Abstract Dysregulated RNA splicing is a hallmark feature of cancer. Much like mutational signatures in tumors, RNA mis-splicing patterns are widely heterogeneous and segregate tumors into clades, suggesting there are distinct mechanisms underlying these splicing aberrations. However, the mechanisms driving such distinct RNA splicing dysregulation remain largely unknown. Herein, we discovered that copy-number variation of essential splicing factors is a pervasive cause of splicing dysregulation, and in some tumor contexts, confers deep dependencies on RNA-binding proteins (RBPs) that converge on these mechanisms. Using a systematic chemical biology approach, we delineate how splicing RBPs participate in distinct types of RNA quality control in cells, and when disrupted, produce surprisingly unique patterns of RNA mis-splicing. These RBP-specific mis-splicing patters are common in distinct cancer types.

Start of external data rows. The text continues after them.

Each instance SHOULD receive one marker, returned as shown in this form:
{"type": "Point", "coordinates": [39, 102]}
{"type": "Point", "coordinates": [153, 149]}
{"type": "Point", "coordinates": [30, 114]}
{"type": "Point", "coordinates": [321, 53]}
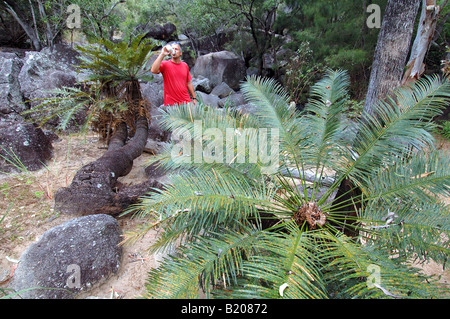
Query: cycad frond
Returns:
{"type": "Point", "coordinates": [422, 176]}
{"type": "Point", "coordinates": [198, 201]}
{"type": "Point", "coordinates": [352, 270]}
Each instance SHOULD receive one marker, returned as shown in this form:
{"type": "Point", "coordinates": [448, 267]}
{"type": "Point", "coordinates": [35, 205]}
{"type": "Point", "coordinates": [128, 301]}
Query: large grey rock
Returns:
{"type": "Point", "coordinates": [218, 67]}
{"type": "Point", "coordinates": [42, 72]}
{"type": "Point", "coordinates": [70, 258]}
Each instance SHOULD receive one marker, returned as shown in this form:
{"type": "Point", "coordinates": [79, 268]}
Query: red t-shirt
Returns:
{"type": "Point", "coordinates": [175, 78]}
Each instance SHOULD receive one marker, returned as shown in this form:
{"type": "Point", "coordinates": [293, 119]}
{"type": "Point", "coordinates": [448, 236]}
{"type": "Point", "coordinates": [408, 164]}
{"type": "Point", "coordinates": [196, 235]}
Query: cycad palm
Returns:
{"type": "Point", "coordinates": [244, 233]}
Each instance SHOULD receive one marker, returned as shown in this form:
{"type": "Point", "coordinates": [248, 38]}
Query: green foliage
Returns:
{"type": "Point", "coordinates": [445, 130]}
{"type": "Point", "coordinates": [243, 232]}
{"type": "Point", "coordinates": [301, 73]}
{"type": "Point", "coordinates": [112, 92]}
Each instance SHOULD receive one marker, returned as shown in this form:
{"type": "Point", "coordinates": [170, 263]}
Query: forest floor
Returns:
{"type": "Point", "coordinates": [26, 212]}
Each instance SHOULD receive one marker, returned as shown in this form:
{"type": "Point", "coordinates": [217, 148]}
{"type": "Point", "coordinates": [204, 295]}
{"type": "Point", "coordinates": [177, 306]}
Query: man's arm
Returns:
{"type": "Point", "coordinates": [191, 91]}
{"type": "Point", "coordinates": [156, 65]}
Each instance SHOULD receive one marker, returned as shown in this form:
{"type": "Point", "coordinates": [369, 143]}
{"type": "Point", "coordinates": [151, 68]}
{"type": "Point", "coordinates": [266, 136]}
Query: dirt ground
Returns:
{"type": "Point", "coordinates": [26, 207]}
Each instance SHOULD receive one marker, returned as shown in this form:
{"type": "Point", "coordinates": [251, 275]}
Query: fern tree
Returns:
{"type": "Point", "coordinates": [244, 231]}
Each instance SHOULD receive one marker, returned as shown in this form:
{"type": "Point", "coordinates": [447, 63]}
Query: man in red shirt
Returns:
{"type": "Point", "coordinates": [176, 76]}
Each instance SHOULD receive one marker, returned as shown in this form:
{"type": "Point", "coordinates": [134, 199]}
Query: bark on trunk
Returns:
{"type": "Point", "coordinates": [94, 189]}
{"type": "Point", "coordinates": [392, 50]}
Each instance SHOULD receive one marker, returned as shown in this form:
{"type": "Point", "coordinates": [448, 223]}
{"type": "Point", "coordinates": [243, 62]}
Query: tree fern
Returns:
{"type": "Point", "coordinates": [251, 234]}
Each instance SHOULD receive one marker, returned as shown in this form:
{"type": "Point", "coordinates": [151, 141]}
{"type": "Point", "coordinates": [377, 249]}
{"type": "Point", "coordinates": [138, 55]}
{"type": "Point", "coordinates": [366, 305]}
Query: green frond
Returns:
{"type": "Point", "coordinates": [195, 201]}
{"type": "Point", "coordinates": [273, 108]}
{"type": "Point", "coordinates": [222, 139]}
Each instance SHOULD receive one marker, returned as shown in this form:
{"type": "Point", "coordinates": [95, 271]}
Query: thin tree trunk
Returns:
{"type": "Point", "coordinates": [427, 26]}
{"type": "Point", "coordinates": [94, 189]}
{"type": "Point", "coordinates": [391, 51]}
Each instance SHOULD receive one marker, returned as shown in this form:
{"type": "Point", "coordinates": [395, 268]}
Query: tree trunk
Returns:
{"type": "Point", "coordinates": [392, 50]}
{"type": "Point", "coordinates": [14, 11]}
{"type": "Point", "coordinates": [427, 26]}
{"type": "Point", "coordinates": [94, 189]}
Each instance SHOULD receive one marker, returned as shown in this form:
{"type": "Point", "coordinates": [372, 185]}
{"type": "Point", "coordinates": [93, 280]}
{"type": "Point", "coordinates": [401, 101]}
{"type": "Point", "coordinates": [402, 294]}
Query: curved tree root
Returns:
{"type": "Point", "coordinates": [92, 190]}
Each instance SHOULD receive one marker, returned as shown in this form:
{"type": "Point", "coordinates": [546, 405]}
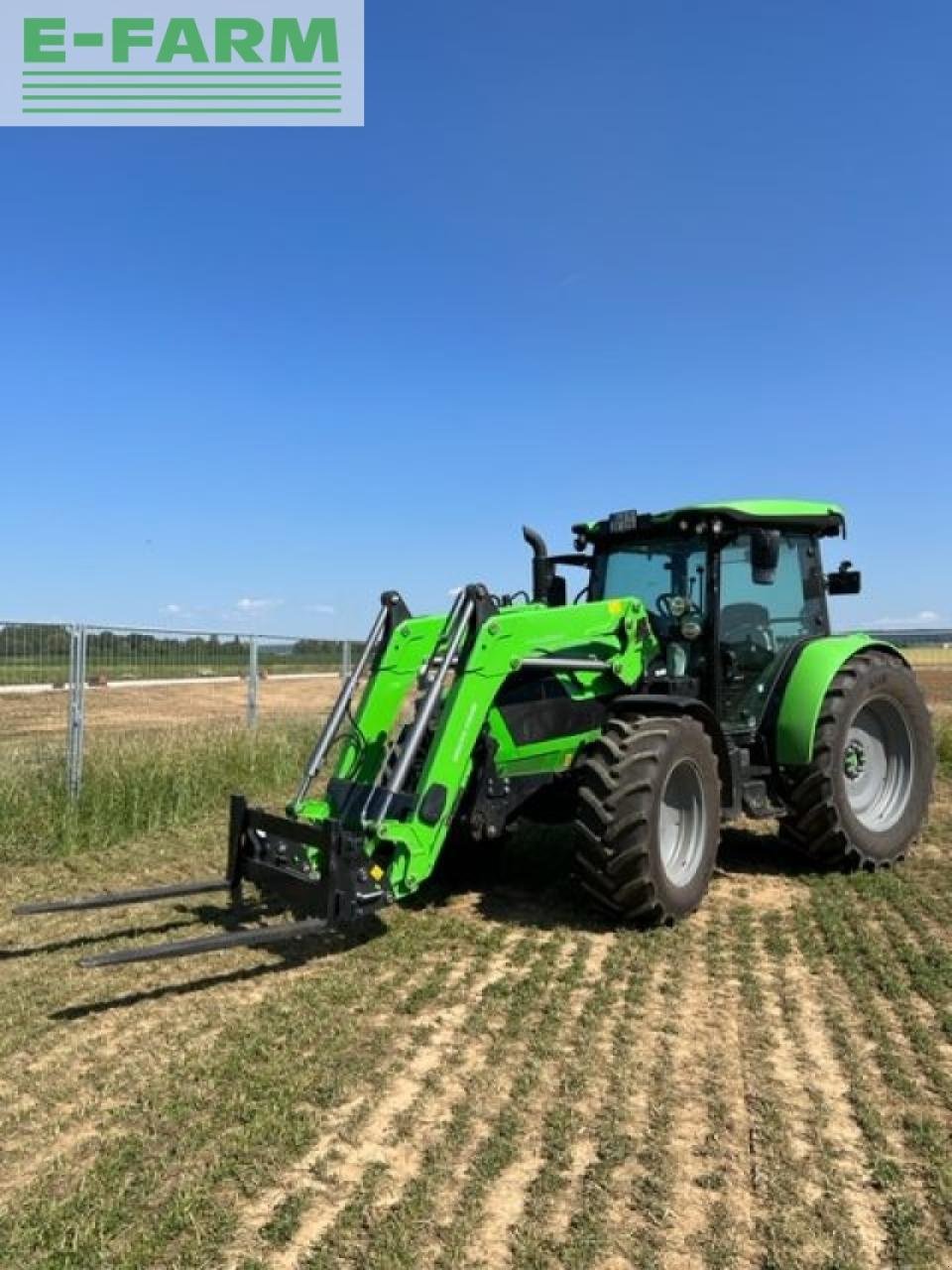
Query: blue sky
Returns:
{"type": "Point", "coordinates": [580, 258]}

Notably, unbiased genome-wide analysis revealed that RBP-specific mis-splicing patterns found in tumors were significantly associated with copy number loss of a network of functionally linked splicing factors. These splicing factors often reside on tumor suppressor loci that are frequently deleted in breast and other cancers, suggesting that copy number loss of essential splicing RBPs is a collateral event with selected loss of tumor suppressors. Importantly, RBP-specific mis-splicing signatures also segregate tumor models that are dependent on the concordant RBP, suggesting that these tumors evolve defects in RBP function that predispose them to further perturbation. Together, our work suggests that deletions of tumor suppressor loci may drive collateral dysregulation of RNA splicing through partial loss of splicing RBPs and provokes the hypothesis that these mis-splicing signatures may predict actionable dependencies in the cancers that harbor them. Citation Format: Kristen Karlin. Mechanisms of splicing dysregulation and dependency in cancer [abstract]. In: Proceedings of the AACR Special Conference in Cancer Research: Expanding and Translating Cancer Synthetic Vulnerabilities; 2024 Jun 10-13; Montreal, Quebec, Canada. Philadelphia (PA): AACR; Mol Cancer Ther 2024;23(6 Suppl):Abstract nr IA022.